A profissionalização do esporte não é feita apenas de bons salários e gramados adequados, embora isso também seja uma necessidade e ainda urgente. A verdadeira mudança do esporte vai além disso, porque exige a presença de mulheres na liderança de diversos setores. Marketing, arbitragem, tecnologia, governança e ciência do esporte.
Com a aproximação da Copa do Mundo Feminina de 2027 no Brasil e o avanço do Projeto de Lei que coloca o futebol feminino como prioridade na política pública nacional, o debate ganha contornos de reparação histórica e urgência institucional.
Ocupar a gestão para transformar o jogo
A mudança já é visível no cotidiano dos clubes e entidades brasileiras:
- Na linha de frente dos clubes: Nomes como Thais Picarte no Santos, Tamarisa Lopes no Internacional e Laura Louzada no Botafogo-SP mostram que o olhar feminino reorganiza a base, o marketing e a inclusão.
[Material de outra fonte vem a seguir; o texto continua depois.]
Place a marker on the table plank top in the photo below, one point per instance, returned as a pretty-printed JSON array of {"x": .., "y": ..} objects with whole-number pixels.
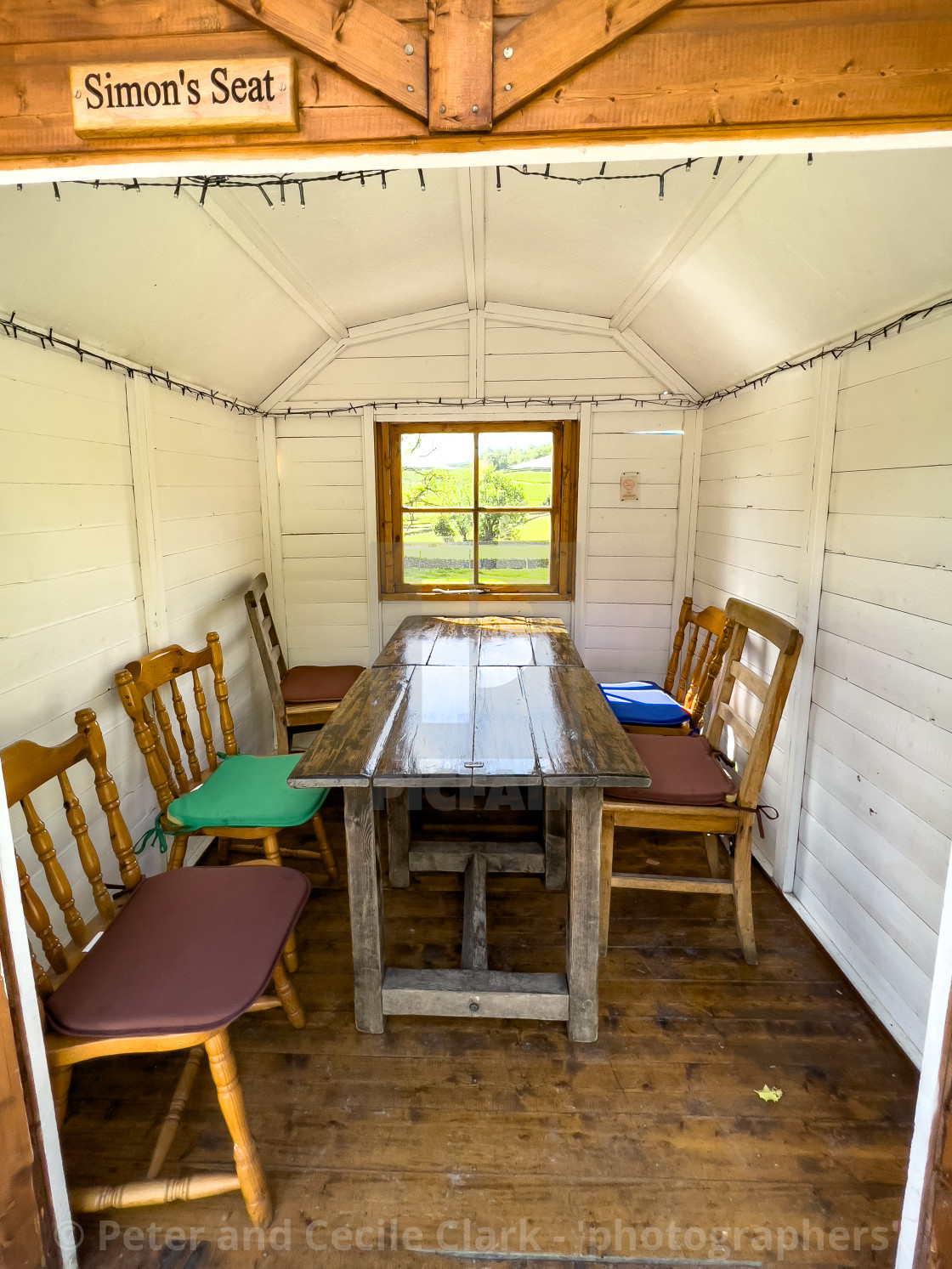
[{"x": 473, "y": 700}]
No Juventude, metade dos departamentos já é liderada por mulheres.
- Nas comissões técnicas e ciência: Profissionais como Bruna Vasconcelos, no Fortaleza, e Camila Estefano provam que a presença feminina é indispensável no rendimento e na formação de atletas.
- Na representatividade de topo: A consolidação de Leila Pereira no Palmeiras, somada à atuação de Cris Gambaré e Aline Pellegrino na CBF, com Pellegrino assumindo a Diretoria de Legado do Mundial de 2027, mostra o tamanho da ocupação que está em marcha.

Comparado ao que vem sendo feito ao redor do mundo, o movimento acompanha passos semelhantes em clubes da Europa e na própria FIFA, onde a estrutura da Copa no Brasil já conta com 70% de mulheres em sua equipe de operação.
Mais que representatividade: poder de decisão
Para que os efeitos se concretizem, é preciso entender que colocar mulheres na gestão não deve ser feita como uma medida apenas para preencher algum tipo de cota em organograma ou atingir metas. É preciso a transformar a lógica do mercado, furar as bolhas das antigas redes de influência masculinas e criar referências reais para as próximas gerações, para que seja feita uma mudança cultural, rompendo a lógica estrutural de como é feito hoje em dia, para que uma garota que ama futebol tenha consciência que pode ser jogadora, se quiser, mas pode (e deve!) também ser presidente, diretora, estrategista ou técnica.
É muito importante também que não se permita que todo esse movimento, muito menos o legado de 2027, se encerre com o apito final da Copa, porque o verdadeiro e grande impacto estará na estrutura permanente que ficará para o esporte brasileiro, garantindo investimento, igualdade e respeito. Para democratizar o futebol de forma definitiva, é fundamental garantir que as mulheres não estejam presentes apenas na hora de jogar, mas principalmente no momento de decidir os rumos do esporte no país.
Texto produzido com informações de GE, MKT Esportivo e UOL.